In the leaked meeting audio, Benioff questioned whether younger employees working remotely are able to build critical relationships with colleagues. He wondered whether they're "having the kind of social experience and meeting folks and getting the kind of swivel-chair enablement we used to have."

It's hard to say whether Benioff is correct in assuming that younger workers are less productive at home than they are in the office. Remote work might be uniquely challenging for employees who are newer to the workforce. After all, virtually training new hires is a relatively novel practice for many employers.

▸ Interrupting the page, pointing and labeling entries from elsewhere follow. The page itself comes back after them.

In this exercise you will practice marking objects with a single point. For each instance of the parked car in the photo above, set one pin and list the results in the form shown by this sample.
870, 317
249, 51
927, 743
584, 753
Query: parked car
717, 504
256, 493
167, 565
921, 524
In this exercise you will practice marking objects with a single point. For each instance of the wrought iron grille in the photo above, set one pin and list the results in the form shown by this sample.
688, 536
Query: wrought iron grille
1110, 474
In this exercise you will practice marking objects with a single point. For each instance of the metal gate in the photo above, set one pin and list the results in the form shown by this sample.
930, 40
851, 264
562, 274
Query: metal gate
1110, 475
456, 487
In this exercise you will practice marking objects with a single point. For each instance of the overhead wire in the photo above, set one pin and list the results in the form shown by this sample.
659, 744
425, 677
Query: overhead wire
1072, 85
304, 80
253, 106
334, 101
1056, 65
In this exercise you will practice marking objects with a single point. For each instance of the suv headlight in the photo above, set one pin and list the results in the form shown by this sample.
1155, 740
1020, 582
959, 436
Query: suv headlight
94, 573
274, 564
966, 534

A minority of workers in their 20s say they want to work remotely full time.

In general, hybrid work — typically three days a week in the office and two at home — appears to be the best model for productivity, said Stanford economist and leading remote-work expert Nick Bloom. "Well executed, organized hybrid seems to be the sweet spot," Bloom wrote in an email to Insider.

The problem isn't remote work — it's how remote workers are managed

But Salesforce's problem probably isn't necessarily that it permits remote work. "There are known impediments to remote workers' productivity," Tsedal Neeley, a business administration professor at Harvard Business School and the author of "Remote Work Revolution," wrote in an email to Insider.

In particular, Neeley cited orienting new remote hires, specifically whether the onboarding program helps employees navigate the org chart. It matters, too, how Salesforce is evaluating productivity. There are three criteria that matter in the hybrid workplace, Neeley wrote: results, team cohesion, and individual well being and job satisfaction.

The problem could also be related to management. Effective leaders in a hybrid workplace "focus on outcomes," Neeley wrote, "while coaching and supporting." On the other hand, Neeley wrote, leaders who micromanage their employees' time "are the kiss of death in hybrid work."